On July 5, the Defence Research and Development Organisation opened a 1,000-bed facility for Covid-19 cases which it set up in, reportedly, a record 11 days. On the same day, the Delhi government inaugurated a 10,000-bed facility which, we are told, is the largest in the world. No doubt the late Sardar Patel, the Congress leader the Sangh Parivar has appropriated as its hero, would be gratified that both hospitals have been named for him.
What’s more, we have shown those encroaching Chinese that anything they can do —such as building a hospital in a week — we can do better, jolly good show and all that.
Beyond the back-patting indulgence, the wider implications of two new mega-medical facilities in the capital demand consideration. The first: The delayed response time. Why did the decision take so long? Delhi has been an acknowledged hotspot of the pandemic since April, one reason the borders with neighbouring National Capital Region cities remained more or less closed till June. By then, the shortage of hospital beds was manifestly evident, prompting that absurd order (since reversed) from Chief Minister Arvind Kejriwal banning non-Delhi-ites from access to state hospitals. For all the fuss over these two facilities, Maharashtra, the leader in the number of Covid-19 cases, had started by late May jumbo treatment centres in Bandra-Kurla, Mahalaxmi Racecourse, Goregaon and Mulund.
Anticipating crises is not the strong suit of Indian governing institutions. If that were the case, similar facilities with military help could have been set up already in those more remote parts of India where the availability and quality of medical facilities are dire at the best of times.
This raises the bigger point. Why can’t this model of impressive asset creation at short notice be replicated as a standard operating procedure for health policy throughout India? In fact, the military’s knowhow of running and maintaining field hospitals in inhospitable conditions could have been leveraged long before Covid-19 struck.
True, Covid-19 has now surpassed other infectious diseases except TB in terms of its death toll. But before this pandemic, India suffered a raft of medical conditions that would count as crises in any developed country. Some three million Indians contract TB alone (almost certainly an underestimate) and 40 per cent of the population has “latent” TB. Then, a host of respiratory diseases such as pneumonia, diarrheal ailments and mysterious untreatable flus, plus chronic non-communicable diseases such as malaria, heart ailments and diabetes carry off large numbers of Indians each year.
Many of these illnesses and deaths could be avoided if India had a functioning health system. The figure of hospital beds per 1,000 population — the ratio is probably worse in rural India — has been bandied about by shocked commentators for decades without much change. The health policy of 2017 mandated at least two beds per 1,000 (which is still below the World Health Organization standard of three beds). This would mean adding roughly over two million beds over the next decade. But governments since the 1960s have kept health expenditures low — just over 1 per cent of gross domestic product. As always, it is the poor who suffer the inadequacy of medical care most. The Ayushman Bharat medical insurance scheme has undoubtedly expanded their access to medical care but, as the Covid-19 pandemic has shown, even the best insurance scheme cannot substitute for medical infrastructure on the ground nor the availability of doctors, nurses and basic equipment. That message is still to penetrate the thick-walled bhavans of Raisina Hill.

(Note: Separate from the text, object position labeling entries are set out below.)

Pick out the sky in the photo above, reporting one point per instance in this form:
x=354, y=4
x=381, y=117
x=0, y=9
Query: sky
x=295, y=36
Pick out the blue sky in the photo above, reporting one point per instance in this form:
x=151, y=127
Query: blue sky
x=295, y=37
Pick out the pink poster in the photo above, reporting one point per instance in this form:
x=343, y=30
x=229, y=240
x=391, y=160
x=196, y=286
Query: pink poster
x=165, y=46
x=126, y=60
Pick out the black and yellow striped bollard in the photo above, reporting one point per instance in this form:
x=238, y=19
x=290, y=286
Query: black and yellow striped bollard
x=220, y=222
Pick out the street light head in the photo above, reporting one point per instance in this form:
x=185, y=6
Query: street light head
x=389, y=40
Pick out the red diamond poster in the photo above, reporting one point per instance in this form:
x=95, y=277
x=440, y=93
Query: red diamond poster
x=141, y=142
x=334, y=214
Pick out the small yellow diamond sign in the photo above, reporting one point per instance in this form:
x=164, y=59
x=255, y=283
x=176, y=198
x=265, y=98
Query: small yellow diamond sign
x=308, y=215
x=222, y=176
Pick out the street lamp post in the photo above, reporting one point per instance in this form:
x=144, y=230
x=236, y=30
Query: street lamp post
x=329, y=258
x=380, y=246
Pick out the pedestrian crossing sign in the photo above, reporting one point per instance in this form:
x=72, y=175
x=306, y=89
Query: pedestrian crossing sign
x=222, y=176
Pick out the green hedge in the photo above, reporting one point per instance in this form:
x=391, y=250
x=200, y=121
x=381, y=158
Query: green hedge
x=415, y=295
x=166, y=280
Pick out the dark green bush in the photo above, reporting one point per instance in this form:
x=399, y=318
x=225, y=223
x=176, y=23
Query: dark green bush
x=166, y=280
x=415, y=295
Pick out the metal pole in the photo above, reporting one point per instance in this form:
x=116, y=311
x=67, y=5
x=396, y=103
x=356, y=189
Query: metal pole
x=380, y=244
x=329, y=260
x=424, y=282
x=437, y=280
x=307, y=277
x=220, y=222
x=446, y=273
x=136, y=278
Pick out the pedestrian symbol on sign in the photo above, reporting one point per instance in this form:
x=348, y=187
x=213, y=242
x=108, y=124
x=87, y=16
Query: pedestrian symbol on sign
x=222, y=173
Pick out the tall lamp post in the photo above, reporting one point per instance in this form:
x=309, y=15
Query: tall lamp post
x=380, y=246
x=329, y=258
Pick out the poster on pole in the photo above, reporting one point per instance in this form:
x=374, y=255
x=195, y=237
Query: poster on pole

Covid-19, the experts tell us, offers an opportune moment for “second-generation reforms”. But so far, the reform has taken the familiar form of loan moratoriums and interest rate subventions. Humungous expenditures are being planned for roads and highways as a means of creating jobs. Spending similar amounts on building primary, secondary and tertiary medical care in underserved areas could also create just as many jobs.
The pandemic could have also offered good opportunity to augment medical services in rural and moffusil areas. We know most medical personnel are unwilling to serve in the more remote areas of the country. There are ways around this, such as Kerala’s barefoot doctor network. But the government needn’t go so far south in search of solutions. The ability to roll out top quality care in challenging situations is on display every 12 years at the Kumbh melas. At the Prayagraj (nee Allahabad) ardha-kumbh last year, a makeshift 100-bed “central hospital” (complete with path labs, ultrasound, x-ray and ICU units) treated 50,000 patients a day for the duration and even attracted patients from surrounding areas.
The Kumbh administration’s ability to create decent civic facilities that most Indians can only dream of in ordinary times has been famously documented in a Harvard study. The bigger question is why this cannot be the norm rather than the exception for civic administration and medical infrastructure. In other words, why are the abilities of India’s governing institutions geared for short-term measures?